Mr Davidson, director of JDA Co, said the concept of floating homes has already been investigated around the world including in the Netherlands, southern USA and in Queensland.
"We are designing a system with the intent that when the accommodation is raised, internally everything will be fine because movement is restricted laterally and it will rise up vertically with the flood," he said.
"For Dunbogan, the intent is to work on a model of floating accommodation different to a floating home project we have done in Queensland.
"The shape of the floodplain in the Camden Haven means that the water velocity isn't massive compared to some projects we have worked on.
"We have seen 4.5 metres of water travelling at 12 metres a second (in Queensland) but the slower flooding in Dunbogan is quite helpful when it comes to trying to find a system to suit the need.
"We have a site at Dunbogan Caravan Park, it looks very promising and our engineers are helping us to make sure what we propose can withstand the forces of a flood."
Mr Davidson said he originally came up with the idea while transporting building materials to island homes on floating pontoons.
The trial site at Dunbogan Caravan Park has been offered by Ms Sylow, who approached Mr Davidson about testing the concept locally.
She is also the owner of Diamond Waters Caravan Park where she has also received development consent to increase affordable housing and disability accessible accommodation in the area.
Diamond Waters is in the process of upgrading access to accommodation, amenities blocks, bench heights and facilities to assist people with mobility issues
Floating homes would be more beneficial for elderly residents in the Camden Haven rather than traditional accommodation built on raised supports, Ms Sylow said.
"The floods demonstrated that many caravan parks act as affordable housing in our local government area, but they are also flood prone and more exposed to climate risks like flooding," she said.
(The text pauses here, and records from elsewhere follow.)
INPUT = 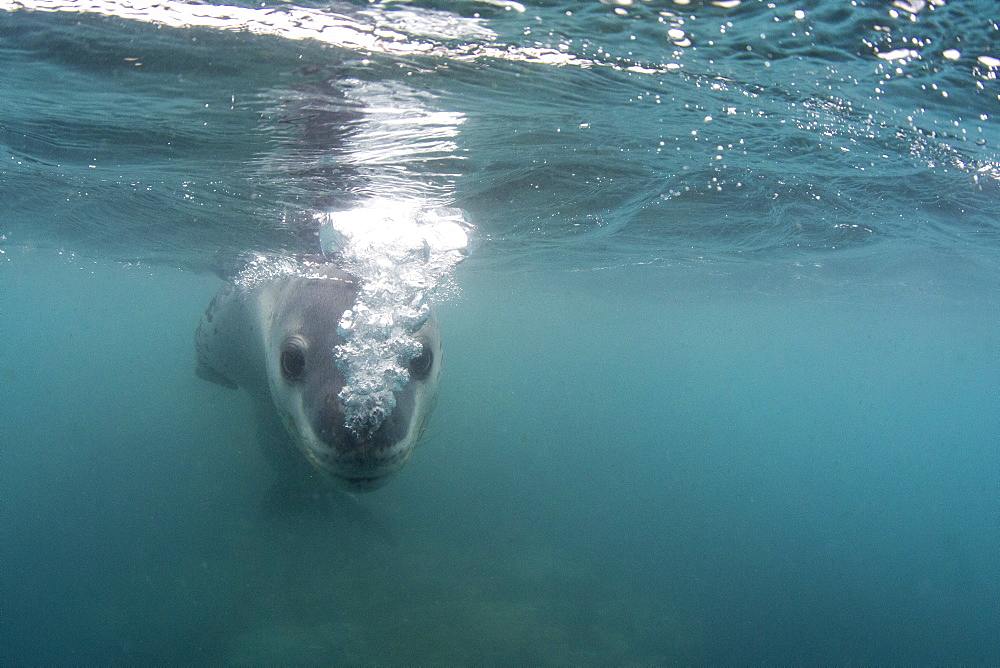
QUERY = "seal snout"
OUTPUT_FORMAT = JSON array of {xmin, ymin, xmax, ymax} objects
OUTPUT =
[{"xmin": 314, "ymin": 392, "xmax": 409, "ymax": 456}]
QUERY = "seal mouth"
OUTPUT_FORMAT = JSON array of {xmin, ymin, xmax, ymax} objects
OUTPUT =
[{"xmin": 300, "ymin": 441, "xmax": 413, "ymax": 492}]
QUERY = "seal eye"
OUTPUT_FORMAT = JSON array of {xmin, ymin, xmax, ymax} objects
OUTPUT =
[
  {"xmin": 410, "ymin": 345, "xmax": 434, "ymax": 380},
  {"xmin": 281, "ymin": 339, "xmax": 306, "ymax": 382}
]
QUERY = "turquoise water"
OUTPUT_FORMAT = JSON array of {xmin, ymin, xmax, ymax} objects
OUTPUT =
[{"xmin": 0, "ymin": 2, "xmax": 1000, "ymax": 665}]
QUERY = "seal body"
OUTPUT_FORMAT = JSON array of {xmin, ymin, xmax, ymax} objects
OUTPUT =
[{"xmin": 195, "ymin": 263, "xmax": 441, "ymax": 492}]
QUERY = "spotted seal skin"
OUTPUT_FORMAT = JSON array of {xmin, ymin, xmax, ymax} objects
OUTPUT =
[{"xmin": 195, "ymin": 264, "xmax": 441, "ymax": 492}]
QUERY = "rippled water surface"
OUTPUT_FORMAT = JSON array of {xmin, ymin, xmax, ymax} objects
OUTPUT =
[{"xmin": 0, "ymin": 0, "xmax": 1000, "ymax": 665}]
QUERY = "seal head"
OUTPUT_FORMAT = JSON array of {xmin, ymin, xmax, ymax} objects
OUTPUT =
[{"xmin": 197, "ymin": 264, "xmax": 441, "ymax": 492}]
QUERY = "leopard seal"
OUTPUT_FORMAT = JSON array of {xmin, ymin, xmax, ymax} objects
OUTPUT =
[{"xmin": 195, "ymin": 262, "xmax": 441, "ymax": 492}]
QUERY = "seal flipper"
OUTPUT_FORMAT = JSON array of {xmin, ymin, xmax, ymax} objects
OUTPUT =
[{"xmin": 194, "ymin": 360, "xmax": 239, "ymax": 390}]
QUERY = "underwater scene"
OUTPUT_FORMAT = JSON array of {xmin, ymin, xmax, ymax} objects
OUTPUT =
[{"xmin": 0, "ymin": 0, "xmax": 1000, "ymax": 666}]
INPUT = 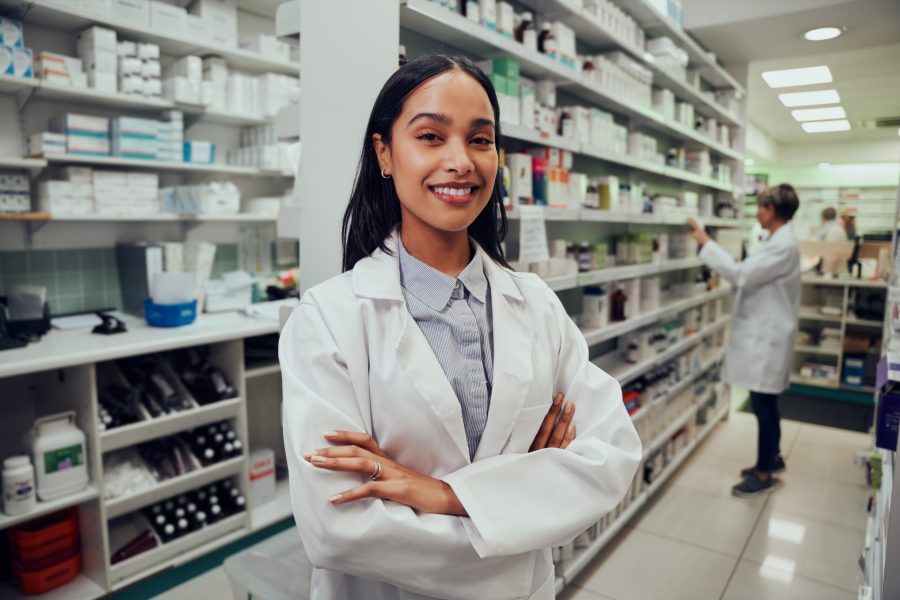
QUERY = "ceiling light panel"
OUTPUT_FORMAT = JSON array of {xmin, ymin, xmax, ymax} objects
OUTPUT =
[
  {"xmin": 762, "ymin": 65, "xmax": 834, "ymax": 88},
  {"xmin": 791, "ymin": 106, "xmax": 847, "ymax": 123},
  {"xmin": 801, "ymin": 119, "xmax": 850, "ymax": 133},
  {"xmin": 778, "ymin": 90, "xmax": 841, "ymax": 108},
  {"xmin": 803, "ymin": 27, "xmax": 843, "ymax": 42}
]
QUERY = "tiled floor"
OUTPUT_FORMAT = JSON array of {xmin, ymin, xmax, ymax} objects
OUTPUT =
[
  {"xmin": 560, "ymin": 413, "xmax": 871, "ymax": 600},
  {"xmin": 160, "ymin": 406, "xmax": 871, "ymax": 600}
]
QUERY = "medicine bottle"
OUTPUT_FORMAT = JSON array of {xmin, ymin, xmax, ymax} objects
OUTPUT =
[
  {"xmin": 516, "ymin": 12, "xmax": 538, "ymax": 50},
  {"xmin": 538, "ymin": 23, "xmax": 556, "ymax": 59},
  {"xmin": 3, "ymin": 455, "xmax": 36, "ymax": 515}
]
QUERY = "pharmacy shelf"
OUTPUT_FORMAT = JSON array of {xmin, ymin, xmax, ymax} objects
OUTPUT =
[
  {"xmin": 100, "ymin": 397, "xmax": 241, "ymax": 453},
  {"xmin": 510, "ymin": 0, "xmax": 744, "ymax": 127},
  {"xmin": 0, "ymin": 156, "xmax": 47, "ymax": 169},
  {"xmin": 250, "ymin": 479, "xmax": 294, "ymax": 531},
  {"xmin": 38, "ymin": 154, "xmax": 293, "ymax": 178},
  {"xmin": 802, "ymin": 276, "xmax": 888, "ymax": 289},
  {"xmin": 556, "ymin": 403, "xmax": 729, "ymax": 593},
  {"xmin": 794, "ymin": 344, "xmax": 841, "ymax": 356},
  {"xmin": 582, "ymin": 286, "xmax": 732, "ymax": 346},
  {"xmin": 244, "ymin": 363, "xmax": 281, "ymax": 379},
  {"xmin": 0, "ymin": 75, "xmax": 40, "ymax": 94},
  {"xmin": 500, "ymin": 123, "xmax": 733, "ymax": 192},
  {"xmin": 791, "ymin": 374, "xmax": 841, "ymax": 390},
  {"xmin": 616, "ymin": 0, "xmax": 746, "ymax": 94},
  {"xmin": 43, "ymin": 213, "xmax": 275, "ymax": 223},
  {"xmin": 798, "ymin": 306, "xmax": 841, "ymax": 323},
  {"xmin": 578, "ymin": 257, "xmax": 703, "ymax": 287},
  {"xmin": 593, "ymin": 316, "xmax": 731, "ymax": 385},
  {"xmin": 400, "ymin": 0, "xmax": 742, "ymax": 160},
  {"xmin": 0, "ymin": 0, "xmax": 300, "ymax": 76},
  {"xmin": 0, "ymin": 485, "xmax": 98, "ymax": 528},
  {"xmin": 844, "ymin": 317, "xmax": 884, "ymax": 329},
  {"xmin": 34, "ymin": 81, "xmax": 173, "ymax": 111},
  {"xmin": 110, "ymin": 511, "xmax": 248, "ymax": 591},
  {"xmin": 0, "ymin": 573, "xmax": 106, "ymax": 600},
  {"xmin": 105, "ymin": 455, "xmax": 247, "ymax": 519},
  {"xmin": 0, "ymin": 313, "xmax": 278, "ymax": 378}
]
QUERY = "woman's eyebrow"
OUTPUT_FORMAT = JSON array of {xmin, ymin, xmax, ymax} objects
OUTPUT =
[{"xmin": 406, "ymin": 113, "xmax": 453, "ymax": 127}]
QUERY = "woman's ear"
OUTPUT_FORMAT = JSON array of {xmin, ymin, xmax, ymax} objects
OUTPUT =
[{"xmin": 372, "ymin": 133, "xmax": 392, "ymax": 175}]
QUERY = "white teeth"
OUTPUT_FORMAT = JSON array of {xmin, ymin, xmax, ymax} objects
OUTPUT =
[{"xmin": 434, "ymin": 187, "xmax": 472, "ymax": 196}]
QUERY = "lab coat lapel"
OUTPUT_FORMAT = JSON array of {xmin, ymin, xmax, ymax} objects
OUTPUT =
[
  {"xmin": 353, "ymin": 231, "xmax": 470, "ymax": 463},
  {"xmin": 397, "ymin": 307, "xmax": 469, "ymax": 463},
  {"xmin": 475, "ymin": 254, "xmax": 533, "ymax": 461}
]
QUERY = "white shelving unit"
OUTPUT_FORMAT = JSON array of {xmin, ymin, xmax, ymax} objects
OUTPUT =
[
  {"xmin": 791, "ymin": 276, "xmax": 887, "ymax": 393},
  {"xmin": 0, "ymin": 313, "xmax": 292, "ymax": 598},
  {"xmin": 0, "ymin": 0, "xmax": 300, "ymax": 75}
]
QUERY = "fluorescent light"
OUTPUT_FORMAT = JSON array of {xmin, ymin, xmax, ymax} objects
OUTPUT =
[
  {"xmin": 791, "ymin": 106, "xmax": 847, "ymax": 122},
  {"xmin": 803, "ymin": 27, "xmax": 843, "ymax": 42},
  {"xmin": 801, "ymin": 119, "xmax": 850, "ymax": 133},
  {"xmin": 778, "ymin": 90, "xmax": 841, "ymax": 107},
  {"xmin": 763, "ymin": 65, "xmax": 834, "ymax": 88}
]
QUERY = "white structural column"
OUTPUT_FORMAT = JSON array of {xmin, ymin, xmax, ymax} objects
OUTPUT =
[{"xmin": 299, "ymin": 0, "xmax": 400, "ymax": 291}]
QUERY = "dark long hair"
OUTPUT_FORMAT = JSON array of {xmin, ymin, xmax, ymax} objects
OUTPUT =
[{"xmin": 341, "ymin": 54, "xmax": 509, "ymax": 271}]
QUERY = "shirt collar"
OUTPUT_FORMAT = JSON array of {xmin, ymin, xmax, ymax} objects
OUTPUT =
[{"xmin": 397, "ymin": 236, "xmax": 488, "ymax": 311}]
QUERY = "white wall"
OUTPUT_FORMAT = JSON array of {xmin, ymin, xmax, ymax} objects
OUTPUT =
[{"xmin": 300, "ymin": 0, "xmax": 400, "ymax": 290}]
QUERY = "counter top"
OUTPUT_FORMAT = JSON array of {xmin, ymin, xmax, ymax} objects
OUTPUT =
[{"xmin": 0, "ymin": 312, "xmax": 278, "ymax": 378}]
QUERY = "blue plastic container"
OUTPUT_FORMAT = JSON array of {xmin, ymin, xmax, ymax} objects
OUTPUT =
[{"xmin": 144, "ymin": 300, "xmax": 197, "ymax": 327}]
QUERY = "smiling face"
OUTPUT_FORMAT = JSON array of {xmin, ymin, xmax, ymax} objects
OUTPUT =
[{"xmin": 373, "ymin": 70, "xmax": 499, "ymax": 233}]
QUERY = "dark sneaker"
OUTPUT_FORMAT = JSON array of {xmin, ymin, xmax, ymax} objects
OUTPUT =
[
  {"xmin": 731, "ymin": 475, "xmax": 776, "ymax": 498},
  {"xmin": 741, "ymin": 455, "xmax": 784, "ymax": 477}
]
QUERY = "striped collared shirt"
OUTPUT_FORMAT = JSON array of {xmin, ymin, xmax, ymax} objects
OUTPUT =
[{"xmin": 399, "ymin": 241, "xmax": 494, "ymax": 459}]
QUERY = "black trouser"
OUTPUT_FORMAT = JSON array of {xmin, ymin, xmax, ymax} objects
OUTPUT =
[{"xmin": 750, "ymin": 392, "xmax": 781, "ymax": 473}]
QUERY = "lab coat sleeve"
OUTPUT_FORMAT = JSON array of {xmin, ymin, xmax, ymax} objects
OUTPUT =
[
  {"xmin": 279, "ymin": 302, "xmax": 533, "ymax": 600},
  {"xmin": 699, "ymin": 240, "xmax": 800, "ymax": 288},
  {"xmin": 442, "ymin": 289, "xmax": 642, "ymax": 557}
]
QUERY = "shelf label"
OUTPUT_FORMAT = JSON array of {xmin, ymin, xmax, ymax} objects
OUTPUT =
[{"xmin": 517, "ymin": 205, "xmax": 550, "ymax": 266}]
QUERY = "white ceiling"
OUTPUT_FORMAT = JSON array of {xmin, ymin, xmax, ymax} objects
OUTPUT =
[{"xmin": 683, "ymin": 0, "xmax": 900, "ymax": 144}]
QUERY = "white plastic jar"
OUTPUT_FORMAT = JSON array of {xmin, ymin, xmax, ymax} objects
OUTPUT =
[{"xmin": 3, "ymin": 455, "xmax": 37, "ymax": 515}]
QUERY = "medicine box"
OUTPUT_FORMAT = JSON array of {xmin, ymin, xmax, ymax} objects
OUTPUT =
[
  {"xmin": 0, "ymin": 17, "xmax": 25, "ymax": 48},
  {"xmin": 150, "ymin": 0, "xmax": 187, "ymax": 37},
  {"xmin": 110, "ymin": 0, "xmax": 150, "ymax": 27},
  {"xmin": 0, "ymin": 46, "xmax": 34, "ymax": 77},
  {"xmin": 78, "ymin": 27, "xmax": 118, "ymax": 54},
  {"xmin": 250, "ymin": 448, "xmax": 275, "ymax": 507},
  {"xmin": 183, "ymin": 142, "xmax": 216, "ymax": 164}
]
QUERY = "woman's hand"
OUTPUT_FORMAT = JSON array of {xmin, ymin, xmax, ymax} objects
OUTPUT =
[
  {"xmin": 688, "ymin": 219, "xmax": 709, "ymax": 248},
  {"xmin": 303, "ymin": 431, "xmax": 468, "ymax": 517},
  {"xmin": 528, "ymin": 394, "xmax": 575, "ymax": 452}
]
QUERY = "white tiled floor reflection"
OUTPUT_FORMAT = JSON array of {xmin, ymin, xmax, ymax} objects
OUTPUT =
[
  {"xmin": 161, "ymin": 398, "xmax": 871, "ymax": 600},
  {"xmin": 561, "ymin": 404, "xmax": 871, "ymax": 600}
]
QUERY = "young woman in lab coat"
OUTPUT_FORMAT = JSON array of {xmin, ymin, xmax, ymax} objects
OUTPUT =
[
  {"xmin": 689, "ymin": 183, "xmax": 801, "ymax": 497},
  {"xmin": 279, "ymin": 55, "xmax": 641, "ymax": 600}
]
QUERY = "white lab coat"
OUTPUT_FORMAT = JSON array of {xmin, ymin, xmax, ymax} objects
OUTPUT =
[
  {"xmin": 700, "ymin": 223, "xmax": 801, "ymax": 394},
  {"xmin": 279, "ymin": 234, "xmax": 641, "ymax": 600}
]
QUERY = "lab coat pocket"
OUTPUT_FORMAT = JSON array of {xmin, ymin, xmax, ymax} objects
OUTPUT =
[{"xmin": 501, "ymin": 402, "xmax": 550, "ymax": 454}]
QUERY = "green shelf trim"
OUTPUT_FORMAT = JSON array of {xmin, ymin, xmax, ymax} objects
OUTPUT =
[
  {"xmin": 107, "ymin": 516, "xmax": 300, "ymax": 600},
  {"xmin": 788, "ymin": 383, "xmax": 875, "ymax": 406}
]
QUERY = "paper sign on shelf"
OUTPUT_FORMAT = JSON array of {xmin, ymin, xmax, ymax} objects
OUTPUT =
[{"xmin": 517, "ymin": 205, "xmax": 550, "ymax": 266}]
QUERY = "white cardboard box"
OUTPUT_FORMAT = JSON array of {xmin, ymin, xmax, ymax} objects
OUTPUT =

"We are providing the land, knowledge of caravan park and the compliance side. We have an international engineering firm, expert architects and we have AusIndustry working with us to get this off the ground.
"I like this project because it provides a different mechanism to protecting homes rather than raising. It provides a solution for elderly residents or people with mobility issues to still live in their chosen location.
"We are getting the designs right, the engineering right and getting the build done for a prototype. Once we get that done we then have a solution.
"We have got development consent, we have done the heights and calculations that need to be done. We'd expect to see a prototype ready within 18 months. I'm personally hoping 12 months."